Die Beklagte hat die Klägerin auch zutreffend in die Gefahrtarifstelle 20 eingeordnet. Art und Gegenstand des Unternehmens der Klägerin entsprechen der Definition dieser Tarifstelle. Indem unter dem Gewerbezweig "Betriebe der Abfallverwertung nach chemisch-technischen Verfahren" ausdrücklich auch "Recyclingprodukte" erwähnt werden, ist damit deutlich gemacht, dass mit dem Begriff "Betriebe der Abfallverwertung" nach dem GT 2001 alle Unternehmen der Kreislaufwirtschaft erfasst werden sollen. Zu diesen zählt zur Überzeugung des Senats auch die Klägerin.
Die S AG & Co. KG bezeichnet sich in ihren eigenen Verlautbarungen als "Unternehmen der Wasser- und Kreislaufwirtschaft" (S aktuell, Heft 3/2004), das M-werk in M stellt das "größte Zentrum für Kreislaufwirtschaft in Europa" dar (S aktuell, Heft 3/2006). Zwar ist die Klägerin lediglich ein Tochterunternehmen der S AG & Co. KG und das M-werk ist ein Industriepark, in dem die Klägerin nicht alleine, sondern neben anderen Unternehmen ansässig ist. Es ist aber nicht ersichtlich, dass die Klägerin in der S-Unternehmensgruppe eine Sonderstellung einnimmt und nicht (auch) als Unternehmen der Kreislaufwirtschaft bezeichnet werden kann.

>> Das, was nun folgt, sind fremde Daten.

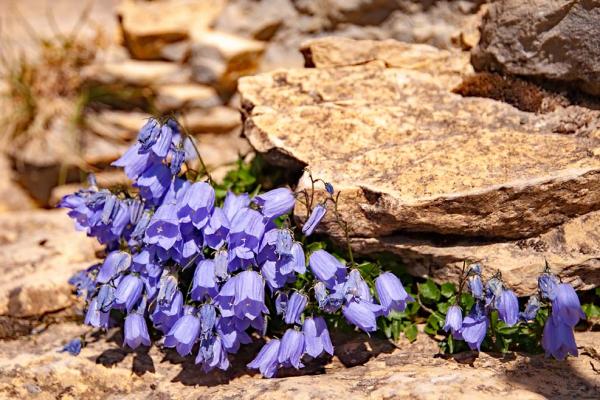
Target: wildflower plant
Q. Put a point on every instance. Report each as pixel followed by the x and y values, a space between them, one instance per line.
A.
pixel 200 268
pixel 204 270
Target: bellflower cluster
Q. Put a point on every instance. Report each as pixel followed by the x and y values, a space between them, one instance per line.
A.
pixel 558 339
pixel 184 265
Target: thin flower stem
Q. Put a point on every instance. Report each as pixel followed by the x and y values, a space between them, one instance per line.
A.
pixel 193 142
pixel 344 226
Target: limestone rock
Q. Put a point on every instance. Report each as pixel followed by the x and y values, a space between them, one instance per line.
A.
pixel 39 251
pixel 381 371
pixel 212 120
pixel 258 20
pixel 147 27
pixel 136 73
pixel 12 196
pixel 447 66
pixel 542 39
pixel 185 96
pixel 425 173
pixel 572 249
pixel 220 58
pixel 116 125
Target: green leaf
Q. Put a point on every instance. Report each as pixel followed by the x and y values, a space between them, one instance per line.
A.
pixel 448 289
pixel 411 332
pixel 429 290
pixel 507 330
pixel 443 307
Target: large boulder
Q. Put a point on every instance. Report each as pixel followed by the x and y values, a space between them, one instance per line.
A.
pixel 413 159
pixel 39 251
pixel 148 27
pixel 554 40
pixel 32 367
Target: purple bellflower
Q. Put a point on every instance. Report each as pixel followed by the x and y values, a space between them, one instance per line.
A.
pixel 291 349
pixel 266 360
pixel 276 202
pixel 129 292
pixel 184 333
pixel 314 219
pixel 327 268
pixel 507 305
pixel 453 321
pixel 249 295
pixel 316 337
pixel 392 295
pixel 294 308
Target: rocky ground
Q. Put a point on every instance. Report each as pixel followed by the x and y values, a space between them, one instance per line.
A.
pixel 444 147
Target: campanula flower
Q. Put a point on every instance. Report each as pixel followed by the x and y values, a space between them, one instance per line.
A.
pixel 204 284
pixel 129 292
pixel 362 314
pixel 565 305
pixel 453 321
pixel 316 337
pixel 314 219
pixel 392 295
pixel 154 182
pixel 284 242
pixel 247 229
pixel 507 305
pixel 163 229
pixel 95 316
pixel 326 268
pixel 217 230
pixel 531 309
pixel 266 360
pixel 295 307
pixel 212 354
pixel 474 328
pixel 249 295
pixel 231 336
pixel 276 202
pixel 233 203
pixel 291 349
pixel 177 160
pixel 558 339
pixel 184 333
pixel 166 314
pixel 476 286
pixel 136 330
pixel 116 262
pixel 196 204
pixel 547 284
pixel 136 163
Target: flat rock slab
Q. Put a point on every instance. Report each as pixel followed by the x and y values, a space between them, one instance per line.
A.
pixel 573 249
pixel 547 40
pixel 39 251
pixel 418 165
pixel 32 366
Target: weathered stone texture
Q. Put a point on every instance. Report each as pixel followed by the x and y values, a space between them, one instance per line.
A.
pixel 412 159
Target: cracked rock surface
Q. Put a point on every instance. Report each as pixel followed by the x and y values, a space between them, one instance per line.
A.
pixel 418 165
pixel 31 366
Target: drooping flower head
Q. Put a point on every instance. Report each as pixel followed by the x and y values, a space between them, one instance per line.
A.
pixel 392 295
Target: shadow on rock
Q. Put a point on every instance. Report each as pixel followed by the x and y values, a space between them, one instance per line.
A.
pixel 539 374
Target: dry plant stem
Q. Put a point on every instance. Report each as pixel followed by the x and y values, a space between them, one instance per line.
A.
pixel 344 225
pixel 193 142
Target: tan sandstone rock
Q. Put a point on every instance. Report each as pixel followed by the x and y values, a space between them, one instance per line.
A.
pixel 412 159
pixel 373 369
pixel 39 251
pixel 147 27
pixel 219 58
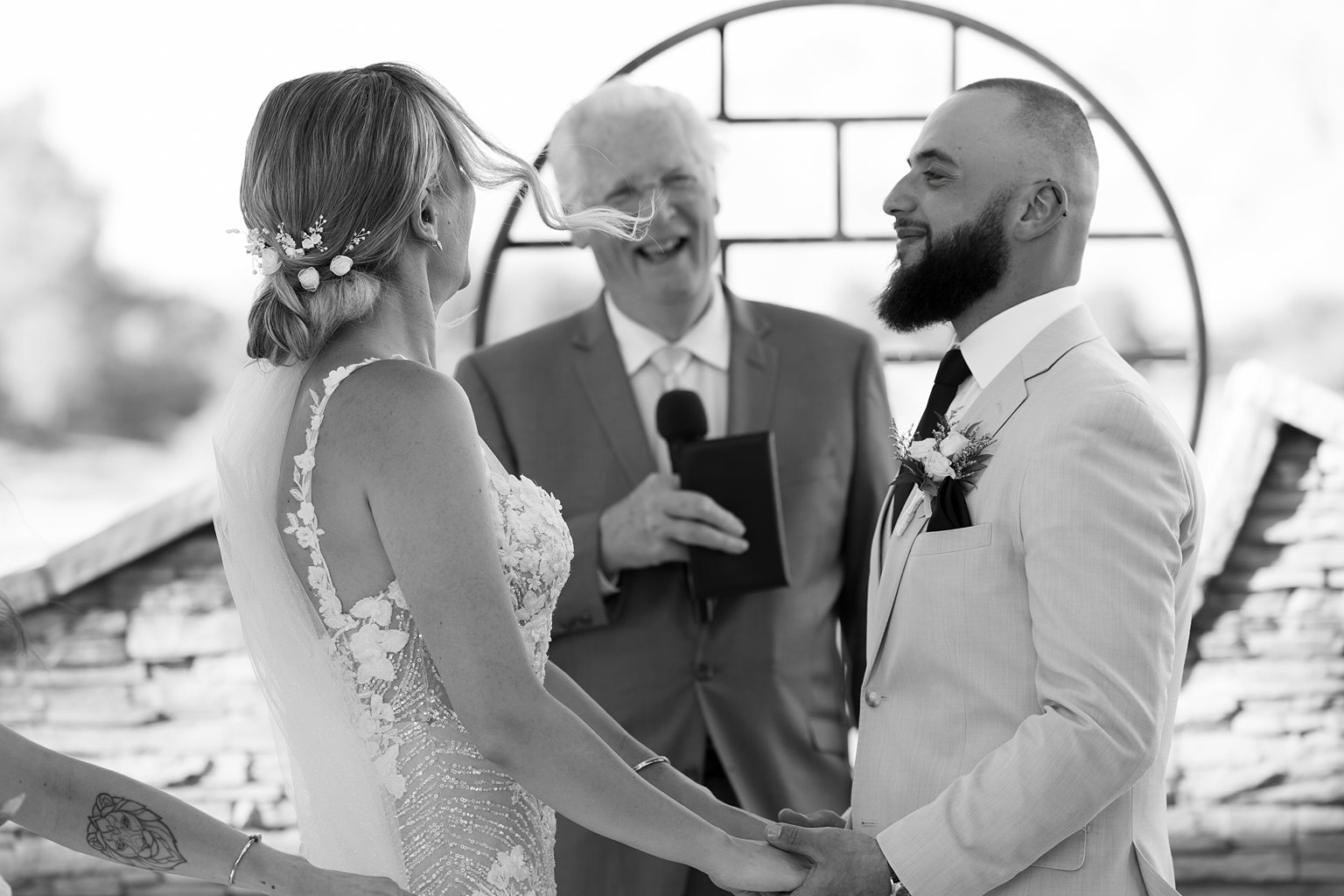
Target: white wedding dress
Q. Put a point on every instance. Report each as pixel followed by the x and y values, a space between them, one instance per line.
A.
pixel 386 778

Auch vor dem Hintergrund der Firmengeschichte hat sich der Senat nicht davon überzeugen können, dass es sich bei dem klägerischen Unternehmen nicht (mehr) um einen Recyclingbetrieb handelt. Dass die Rechtsvorgängerin der Klägerin, die B Recycling GmbH, ein Recyclingunternehmen war, kam bereits im Firmennamen zweifach zum Ausdruck, denn dieser enthielt nicht nur den Begriff "Recycling", sondern die Kurzform "AIR" stand für "Aufbereitung industrieller Reststoffe". Anlässlich der Umfirmierung der B Recycling GmbH in S M-werk Recycling GmbH teilte diese der Beklagten ausdrücklich mit, es handele sich um eine reine Namensänderung, das Unternehmen bleibe identisch. Zwar ist in der Firmenbezeichnung ab dem 01.10.1998 (S M-werk GmbH) der Begriff "Recycling" entfallen, in der entsprechenden Gewerbe-Anmeldung bei der Stadt M wird zur angemeldeten Tätigkeit jedoch (weiterhin) die "Aufbereitung industrieller Rückstände" genannt. Soweit die Klägerin geltend macht, dass sich das Unternehmen gewandelt habe, da sie (nunmehr) moderne Anlagen zur Produktion hochwertiger Güter betreibe, ändert die Hochwertigkeit der hergestellten Produkte nichts daran, dass diese insbesondere durch den Einsatz von industriellen Rückständen gewonnen werden. Dabei werden namentlich in den Geschäftsfeldern "Chemikalien" (Einsatz - auch - verbrauchter Aluminatlösungen), "Metallschlacke" (Aufarbeitung von Metallschlacken) und "Energie" (energetische Verwertung u.a. von getrocknetem Klärschlamm, Tierfett, Tiermehl, kalkhaltigen Produkten und ölhaltigen Reststoffen) in erheblichem Umfang auch Abfälle im Sinne von § 3 Abs. 1 Satz 1 KrW-/AbfG verwertet. Dass es sich bei den industriellen Rückständen, namentlich beim REA-Gips, teilweise nicht um "Abfall" im Sinne des KrW-/AbfG handeln mag, sondern um angefallene Nebenprodukte, ändert in einer Gesamtschau an der Einordnung des klägerischen Betriebes als ein solcher der "Abfallverwertung" im Sinne des GT 2001 nichts.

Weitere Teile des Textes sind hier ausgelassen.